Note: ZCTA shapefiles from 2010, which were used in place of ZIP codes and are only updated once every 10 years, can contain holes in physical space covered. This is why there are several small spots in the map above that appear black but are surrounded by SPAI or SPAR values. There is a comment about this under “Key Differences […]” on this page.

6. Details to consider

The enhanced two-step floating catchment area analysis is a useful way to quantify spatial access to healthcare providers. However, there are several details that can be modified during the calculations that can have a big impact on the final results.

Decisions on these choices should be made with an informed understanding of how the relationship between that specific type of healthcare provider and the specific population in the study interact with each other.
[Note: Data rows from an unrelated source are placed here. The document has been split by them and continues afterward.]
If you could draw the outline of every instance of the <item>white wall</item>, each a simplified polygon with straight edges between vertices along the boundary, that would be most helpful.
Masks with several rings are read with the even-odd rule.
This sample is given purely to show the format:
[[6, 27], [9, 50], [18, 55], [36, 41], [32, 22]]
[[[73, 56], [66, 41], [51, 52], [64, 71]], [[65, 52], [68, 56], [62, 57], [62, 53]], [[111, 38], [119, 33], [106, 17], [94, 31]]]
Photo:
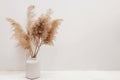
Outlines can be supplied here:
[[0, 0], [0, 70], [24, 69], [26, 52], [5, 18], [25, 25], [30, 4], [64, 19], [55, 46], [41, 48], [41, 70], [120, 70], [120, 0]]

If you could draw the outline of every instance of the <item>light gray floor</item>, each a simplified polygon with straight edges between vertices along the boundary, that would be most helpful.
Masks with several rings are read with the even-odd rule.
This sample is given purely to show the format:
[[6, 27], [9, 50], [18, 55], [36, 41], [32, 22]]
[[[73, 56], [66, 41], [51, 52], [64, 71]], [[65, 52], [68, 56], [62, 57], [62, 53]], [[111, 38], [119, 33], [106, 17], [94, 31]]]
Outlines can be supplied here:
[[[0, 80], [29, 80], [23, 71], [0, 71]], [[120, 80], [120, 71], [41, 71], [36, 80]]]

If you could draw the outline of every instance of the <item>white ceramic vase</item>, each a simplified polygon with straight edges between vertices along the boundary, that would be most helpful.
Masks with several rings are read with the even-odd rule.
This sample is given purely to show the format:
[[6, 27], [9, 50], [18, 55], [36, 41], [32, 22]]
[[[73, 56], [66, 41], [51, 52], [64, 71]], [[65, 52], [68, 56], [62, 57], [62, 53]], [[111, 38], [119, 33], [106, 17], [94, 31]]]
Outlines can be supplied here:
[[36, 58], [28, 59], [26, 61], [26, 78], [40, 78], [40, 64]]

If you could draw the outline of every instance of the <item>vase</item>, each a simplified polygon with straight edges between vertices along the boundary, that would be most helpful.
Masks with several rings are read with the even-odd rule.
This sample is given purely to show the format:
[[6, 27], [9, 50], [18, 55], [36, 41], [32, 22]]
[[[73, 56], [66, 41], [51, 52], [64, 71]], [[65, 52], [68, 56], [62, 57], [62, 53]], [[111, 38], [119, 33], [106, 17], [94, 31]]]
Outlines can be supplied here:
[[30, 58], [26, 61], [26, 78], [37, 79], [40, 78], [40, 64], [36, 58]]

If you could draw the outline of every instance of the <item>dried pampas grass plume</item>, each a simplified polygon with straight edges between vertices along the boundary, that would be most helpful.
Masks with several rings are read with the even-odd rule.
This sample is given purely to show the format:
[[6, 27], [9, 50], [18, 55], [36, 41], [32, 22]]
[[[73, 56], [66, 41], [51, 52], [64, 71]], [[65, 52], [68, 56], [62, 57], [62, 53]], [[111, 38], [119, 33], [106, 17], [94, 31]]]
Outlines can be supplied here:
[[23, 31], [21, 25], [11, 18], [7, 18], [7, 21], [12, 24], [14, 31], [13, 37], [17, 40], [18, 46], [21, 46], [25, 49], [31, 49], [29, 38]]
[[37, 20], [34, 19], [33, 5], [27, 9], [27, 30], [24, 31], [22, 26], [11, 18], [7, 18], [13, 26], [13, 36], [18, 41], [18, 45], [29, 51], [30, 58], [36, 58], [42, 45], [52, 45], [62, 19], [52, 20], [52, 10], [49, 9], [42, 14]]

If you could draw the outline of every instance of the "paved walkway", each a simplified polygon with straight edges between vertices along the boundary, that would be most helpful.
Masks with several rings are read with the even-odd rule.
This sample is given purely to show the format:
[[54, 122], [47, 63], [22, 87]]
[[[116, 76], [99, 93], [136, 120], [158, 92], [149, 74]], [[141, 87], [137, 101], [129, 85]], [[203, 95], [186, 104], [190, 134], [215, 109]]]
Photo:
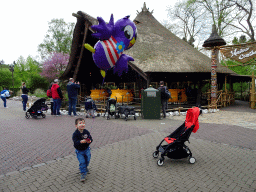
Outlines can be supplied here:
[[21, 102], [8, 100], [8, 106], [0, 108], [0, 191], [256, 191], [256, 127], [227, 123], [236, 113], [254, 123], [254, 112], [204, 114], [188, 144], [196, 163], [167, 158], [162, 167], [152, 153], [185, 116], [87, 119], [94, 142], [90, 174], [80, 182], [71, 140], [75, 118], [25, 119]]

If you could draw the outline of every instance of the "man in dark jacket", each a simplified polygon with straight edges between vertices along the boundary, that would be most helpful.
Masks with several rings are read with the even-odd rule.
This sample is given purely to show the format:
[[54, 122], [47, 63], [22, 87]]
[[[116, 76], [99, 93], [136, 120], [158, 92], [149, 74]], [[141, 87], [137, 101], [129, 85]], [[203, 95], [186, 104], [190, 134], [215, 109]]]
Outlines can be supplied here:
[[80, 88], [80, 83], [75, 82], [74, 79], [70, 78], [67, 84], [69, 109], [68, 114], [71, 116], [73, 111], [74, 116], [76, 116], [76, 102], [77, 102], [77, 90]]
[[53, 115], [60, 115], [61, 100], [63, 99], [62, 92], [59, 86], [59, 80], [55, 79], [51, 88], [53, 98]]
[[166, 118], [166, 108], [168, 105], [168, 99], [165, 96], [165, 90], [166, 90], [166, 86], [164, 86], [164, 82], [160, 81], [160, 87], [158, 88], [158, 90], [160, 90], [161, 92], [161, 105], [162, 105], [162, 111], [163, 111], [163, 116], [164, 118]]

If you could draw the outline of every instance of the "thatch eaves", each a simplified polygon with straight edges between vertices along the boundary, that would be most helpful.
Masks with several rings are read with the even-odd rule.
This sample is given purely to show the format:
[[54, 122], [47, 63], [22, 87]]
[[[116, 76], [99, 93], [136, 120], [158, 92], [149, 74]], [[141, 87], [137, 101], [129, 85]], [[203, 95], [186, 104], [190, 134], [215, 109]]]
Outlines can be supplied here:
[[[161, 25], [147, 8], [134, 19], [138, 38], [128, 50], [134, 65], [144, 72], [211, 72], [211, 59]], [[217, 72], [234, 74], [218, 65]]]

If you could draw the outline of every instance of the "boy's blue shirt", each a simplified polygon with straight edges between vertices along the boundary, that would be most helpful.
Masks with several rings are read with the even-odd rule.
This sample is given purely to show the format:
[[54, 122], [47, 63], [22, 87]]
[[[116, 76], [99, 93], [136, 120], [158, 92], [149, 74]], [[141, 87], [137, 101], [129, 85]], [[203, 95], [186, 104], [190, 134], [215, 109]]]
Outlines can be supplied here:
[[4, 89], [3, 91], [1, 91], [1, 96], [2, 97], [10, 97], [10, 93], [8, 90]]
[[87, 149], [91, 143], [80, 143], [81, 140], [87, 139], [87, 138], [89, 138], [92, 143], [93, 139], [89, 131], [84, 129], [83, 133], [81, 133], [78, 129], [76, 129], [72, 137], [72, 140], [74, 142], [74, 147], [80, 151]]

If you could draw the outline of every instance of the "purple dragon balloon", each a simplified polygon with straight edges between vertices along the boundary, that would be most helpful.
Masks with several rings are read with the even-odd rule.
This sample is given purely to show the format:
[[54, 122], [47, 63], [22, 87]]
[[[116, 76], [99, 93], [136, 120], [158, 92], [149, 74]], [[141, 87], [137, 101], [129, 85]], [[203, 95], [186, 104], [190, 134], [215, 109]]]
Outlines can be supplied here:
[[91, 28], [96, 31], [93, 37], [100, 39], [93, 47], [85, 44], [85, 48], [93, 53], [95, 64], [104, 72], [114, 67], [114, 73], [119, 76], [122, 72], [128, 71], [128, 61], [134, 61], [131, 56], [123, 54], [124, 50], [130, 49], [137, 38], [137, 28], [135, 24], [126, 16], [119, 19], [114, 24], [113, 14], [111, 14], [108, 24], [101, 17], [97, 17], [99, 25], [92, 25]]

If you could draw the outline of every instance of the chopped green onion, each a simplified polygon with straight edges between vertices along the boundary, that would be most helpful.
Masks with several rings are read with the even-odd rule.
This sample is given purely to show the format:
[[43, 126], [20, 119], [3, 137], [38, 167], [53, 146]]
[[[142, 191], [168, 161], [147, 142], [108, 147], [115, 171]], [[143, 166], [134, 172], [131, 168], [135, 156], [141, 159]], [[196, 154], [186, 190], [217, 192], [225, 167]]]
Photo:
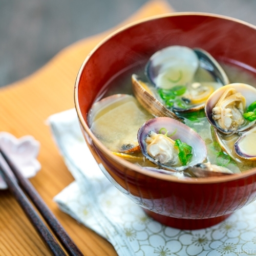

This information should be useful for determinig how big of a catchment area is used, how many subzones are in the catchment area, what the time ranges of each subzone are, and how weights are determined for calculating SPAI. These choices can have a meaningful impact on the final results, so they should be based on an understanding of the scenario being measured.